In the Spotlight

News & Features
Biodiesel Debate Pits Farmers Against Transportation Industry
By Laura McCallum, Minnesota Public Radio
April 19, 2001
Click for audio RealAudio

A bill working its way through the Legislature would make Minnesota the first state to mandate the sale of biodiesel, an alternative fuel made from vegetable oil or animal fat. The bill, which gets a hearing in the House Transportation Finance Thursday, pits farmers against the trucking industry. Opponents say there are too many unanswered questions about biodiesel, while supporters say the proposal is something the state can do to help farmers.

To learn more about biodiesel, including access to multimedia presentations, visit the Web site of the National Biodiesel Board.
DFL SENATOR JIM VICKERMAN of Tracy says biodiesel is the talk of his district. He calls it a win-win; soybean farmers gain a new market for their crop, and Minnesotans benefit from cleaner air.

"We've got to do something to keep farmers going. Farming is just going to disappear if we don't do something. This is just one, one of the things," he says.

Vickerman's bill would require all diesel fuel sold in Minnesota to contain at least two percent biodiesel after July of next year, and five-percent by 2006.

I'd like to go to 20 percent; I start out with two to get people to use it," Vickerman says.

Vickerman says two-percent biodiesel doesn't have the environmental benefits of 20-percent or higher. But a biodiesel blend will lower sulfur emissions, something the federal government will require by 2006. Vickerman's proposal has generated opposition from the trucking industry, railroads and airlines who say a biodiesel mandate raises too many concerns.

"There are holes big enough in this bill to drive a truck through right now in terms of unanswered questions," says. John Hausladen is president of the Minnesota Trucking Association. He and other opponents say biodiesel is a promising fuel that the government should encourage through incentives, not mandates. Hausladen says biodiesel costs three to five cents more per gallon than diesel, which truckers will have to pass on to consumers.

"This is not a free vote," he says. "There's going to be a cost and I think this debate boils down to who's going to pay the cost of this. And we believe if the state thinks it's good enough policy, then the state should ante up. Put in some of their fleets, do some tests, track some emissions, and then let's talk about where we go."

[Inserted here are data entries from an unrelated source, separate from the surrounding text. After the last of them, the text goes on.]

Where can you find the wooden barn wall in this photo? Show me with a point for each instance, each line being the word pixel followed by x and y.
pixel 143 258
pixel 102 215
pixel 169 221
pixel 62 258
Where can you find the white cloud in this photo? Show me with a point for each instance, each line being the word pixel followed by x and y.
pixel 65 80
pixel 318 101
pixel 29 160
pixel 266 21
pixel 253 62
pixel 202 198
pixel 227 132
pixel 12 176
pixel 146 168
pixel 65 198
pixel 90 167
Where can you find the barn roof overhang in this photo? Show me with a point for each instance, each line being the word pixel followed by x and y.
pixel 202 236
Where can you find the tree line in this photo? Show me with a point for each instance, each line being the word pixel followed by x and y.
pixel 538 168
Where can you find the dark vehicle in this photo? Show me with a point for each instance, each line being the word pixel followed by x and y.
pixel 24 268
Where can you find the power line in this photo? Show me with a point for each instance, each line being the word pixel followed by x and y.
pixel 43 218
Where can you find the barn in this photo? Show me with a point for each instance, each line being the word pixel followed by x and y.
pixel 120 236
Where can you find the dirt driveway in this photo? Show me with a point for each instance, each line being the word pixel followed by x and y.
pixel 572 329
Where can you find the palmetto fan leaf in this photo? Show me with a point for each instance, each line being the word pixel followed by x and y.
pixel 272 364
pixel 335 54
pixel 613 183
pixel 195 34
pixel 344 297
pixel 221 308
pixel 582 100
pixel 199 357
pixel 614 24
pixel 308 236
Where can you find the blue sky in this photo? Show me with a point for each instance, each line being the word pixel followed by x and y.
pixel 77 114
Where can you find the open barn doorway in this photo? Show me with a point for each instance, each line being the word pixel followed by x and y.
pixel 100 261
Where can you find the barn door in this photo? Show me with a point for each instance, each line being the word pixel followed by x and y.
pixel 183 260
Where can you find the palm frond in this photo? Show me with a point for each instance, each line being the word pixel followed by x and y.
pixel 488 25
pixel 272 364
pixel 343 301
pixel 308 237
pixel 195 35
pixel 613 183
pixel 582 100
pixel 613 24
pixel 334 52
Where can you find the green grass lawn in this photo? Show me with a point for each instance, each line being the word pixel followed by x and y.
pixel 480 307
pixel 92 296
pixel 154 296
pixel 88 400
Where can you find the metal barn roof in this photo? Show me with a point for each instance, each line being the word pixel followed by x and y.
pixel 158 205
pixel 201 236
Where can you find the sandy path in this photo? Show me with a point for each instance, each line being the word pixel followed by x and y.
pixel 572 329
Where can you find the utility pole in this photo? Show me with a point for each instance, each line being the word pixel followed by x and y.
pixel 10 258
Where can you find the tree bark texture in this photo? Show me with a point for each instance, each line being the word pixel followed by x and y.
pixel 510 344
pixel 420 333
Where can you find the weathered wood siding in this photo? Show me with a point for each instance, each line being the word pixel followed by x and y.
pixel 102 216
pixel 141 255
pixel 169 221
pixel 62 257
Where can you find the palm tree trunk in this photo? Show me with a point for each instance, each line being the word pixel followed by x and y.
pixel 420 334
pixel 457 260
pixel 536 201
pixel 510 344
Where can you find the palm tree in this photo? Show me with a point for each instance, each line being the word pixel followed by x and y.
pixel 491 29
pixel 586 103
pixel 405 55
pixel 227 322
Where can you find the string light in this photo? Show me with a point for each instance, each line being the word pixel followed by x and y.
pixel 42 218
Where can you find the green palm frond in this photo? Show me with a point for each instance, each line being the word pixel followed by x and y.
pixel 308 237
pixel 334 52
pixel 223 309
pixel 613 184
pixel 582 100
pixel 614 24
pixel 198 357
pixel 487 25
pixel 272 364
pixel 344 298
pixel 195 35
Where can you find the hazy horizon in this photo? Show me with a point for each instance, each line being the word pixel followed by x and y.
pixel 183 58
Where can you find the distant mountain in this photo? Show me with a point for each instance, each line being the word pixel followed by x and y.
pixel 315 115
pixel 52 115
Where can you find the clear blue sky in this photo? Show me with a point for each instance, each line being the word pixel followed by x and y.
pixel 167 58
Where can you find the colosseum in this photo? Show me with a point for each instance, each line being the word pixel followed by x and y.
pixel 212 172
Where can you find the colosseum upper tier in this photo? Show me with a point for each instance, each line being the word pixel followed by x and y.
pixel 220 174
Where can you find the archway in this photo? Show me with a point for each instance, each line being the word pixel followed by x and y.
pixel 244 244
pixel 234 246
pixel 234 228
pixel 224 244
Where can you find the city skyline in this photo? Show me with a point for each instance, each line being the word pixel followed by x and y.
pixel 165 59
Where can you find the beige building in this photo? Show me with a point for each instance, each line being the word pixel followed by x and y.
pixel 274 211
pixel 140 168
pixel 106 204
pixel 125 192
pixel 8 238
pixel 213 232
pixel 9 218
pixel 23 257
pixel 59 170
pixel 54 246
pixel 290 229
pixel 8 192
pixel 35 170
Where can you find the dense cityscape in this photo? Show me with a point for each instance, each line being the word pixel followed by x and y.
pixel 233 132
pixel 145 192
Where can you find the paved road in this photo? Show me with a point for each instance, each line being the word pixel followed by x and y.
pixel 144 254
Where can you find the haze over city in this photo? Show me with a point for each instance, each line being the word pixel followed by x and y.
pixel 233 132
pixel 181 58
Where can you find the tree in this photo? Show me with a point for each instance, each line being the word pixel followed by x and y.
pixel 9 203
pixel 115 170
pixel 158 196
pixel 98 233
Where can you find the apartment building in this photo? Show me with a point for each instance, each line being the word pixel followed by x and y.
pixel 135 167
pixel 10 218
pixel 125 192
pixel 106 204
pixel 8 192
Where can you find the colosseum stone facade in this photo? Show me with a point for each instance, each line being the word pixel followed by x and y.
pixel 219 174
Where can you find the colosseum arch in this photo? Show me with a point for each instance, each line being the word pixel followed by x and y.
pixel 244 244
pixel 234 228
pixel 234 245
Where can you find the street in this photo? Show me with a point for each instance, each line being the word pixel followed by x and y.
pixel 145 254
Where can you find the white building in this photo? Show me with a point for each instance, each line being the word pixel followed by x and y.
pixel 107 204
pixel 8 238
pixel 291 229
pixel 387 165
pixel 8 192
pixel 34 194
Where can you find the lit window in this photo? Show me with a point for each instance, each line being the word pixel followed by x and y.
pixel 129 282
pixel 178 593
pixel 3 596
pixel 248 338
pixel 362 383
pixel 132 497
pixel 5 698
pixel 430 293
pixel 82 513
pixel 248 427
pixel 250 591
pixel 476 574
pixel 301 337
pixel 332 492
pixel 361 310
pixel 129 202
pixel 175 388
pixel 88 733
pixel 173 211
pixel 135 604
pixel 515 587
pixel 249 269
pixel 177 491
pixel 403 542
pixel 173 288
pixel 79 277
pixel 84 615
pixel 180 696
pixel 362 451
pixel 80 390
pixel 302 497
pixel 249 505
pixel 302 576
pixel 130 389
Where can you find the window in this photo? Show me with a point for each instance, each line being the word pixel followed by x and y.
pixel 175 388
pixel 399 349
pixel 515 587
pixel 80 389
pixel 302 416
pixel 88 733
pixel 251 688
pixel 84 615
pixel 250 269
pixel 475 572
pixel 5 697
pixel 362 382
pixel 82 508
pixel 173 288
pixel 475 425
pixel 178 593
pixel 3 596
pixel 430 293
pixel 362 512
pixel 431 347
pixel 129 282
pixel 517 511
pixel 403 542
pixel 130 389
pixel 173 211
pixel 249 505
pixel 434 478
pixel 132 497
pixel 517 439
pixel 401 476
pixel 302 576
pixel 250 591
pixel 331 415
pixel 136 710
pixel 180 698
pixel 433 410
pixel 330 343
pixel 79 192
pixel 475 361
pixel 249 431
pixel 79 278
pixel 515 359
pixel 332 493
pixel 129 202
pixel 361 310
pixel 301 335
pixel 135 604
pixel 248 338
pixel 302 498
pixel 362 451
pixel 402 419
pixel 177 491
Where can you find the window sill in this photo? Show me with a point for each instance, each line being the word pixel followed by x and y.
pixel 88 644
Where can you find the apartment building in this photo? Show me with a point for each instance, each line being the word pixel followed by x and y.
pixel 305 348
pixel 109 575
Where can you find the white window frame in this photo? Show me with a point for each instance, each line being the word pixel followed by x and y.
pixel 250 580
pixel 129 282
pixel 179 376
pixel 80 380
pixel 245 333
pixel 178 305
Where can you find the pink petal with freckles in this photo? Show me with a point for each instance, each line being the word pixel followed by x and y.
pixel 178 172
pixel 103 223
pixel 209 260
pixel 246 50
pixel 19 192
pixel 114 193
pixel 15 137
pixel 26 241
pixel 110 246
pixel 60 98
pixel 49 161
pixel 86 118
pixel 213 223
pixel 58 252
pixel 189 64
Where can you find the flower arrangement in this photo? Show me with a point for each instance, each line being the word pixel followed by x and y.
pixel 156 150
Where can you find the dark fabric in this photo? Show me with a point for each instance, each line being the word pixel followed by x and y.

"This is yet another case in which we're leaping before we look, mandating a demand which we can't satisfy here in Minnesota."

- C. Ford Runge
University of Minnesota
Supporters say biodiesel has been thoroughly tested. But the railroad industry says those tests have taken place in trucks, not locomotives. Railroads are also concerned about the potential for biodiesel to turn to gel in cold weather. The objections expressed by truckers, railroads and airlines have largely fallen on deaf ears at the Capitol, as the biodiesel bill has plowed through committee after committee in both the House and Senate.

The bill's House author, Rep. Torrey Westrom, R-Elbow Lake, says that's because opponents are throwing out arguments that have been refuted.

"They've taken the shotgun approach of scattering as many hypothetical theories out there in hope that something would stick. And frankly, everything's hit the wall and a lot of it's fallen off, because a lot of them are baseless arguments," Westrom says.

Westrom says biodiesel has numerous benefits. It's renewable, reduces U.S. dependence on foreign oil, and will spur economic development in rural Minnesota, as biodiesel processing plants are built. But Minnesota currently has no facility that produces biodiesel, one of several factors that led University of Minnesota professor C. Ford Runge to conclude that a biodiesel mandate is premature.

"This is yet another case in which we're leaping before we look, mandating a demand which we can't satisfy here in Minnesota, and which will be satisfied, at least initially, by out-of-state sources, which I don't think was the original purpose of this," according to Runge.

Runge issued a report, funded by the Minnesota Trucking Association, that predicts a biodiesel mandate will cost fuel consumers and suppliers anywhere from $16 to $48 million more a year. At the same time, Runge says soybean farmers will see only $7.5 million more a year from higher prices.

Supporters dispute Runge's numbers, and argue the payoffs of biodiesel will increase as the industry develops. While neither side is backing down, the lack of any significant legislative opposition means the biodiesel bill has a good chance of landing on the governor's desk this year. Ventura told the bill's author he supports biodiesel, but he didn't say whether he supports mandating its sale.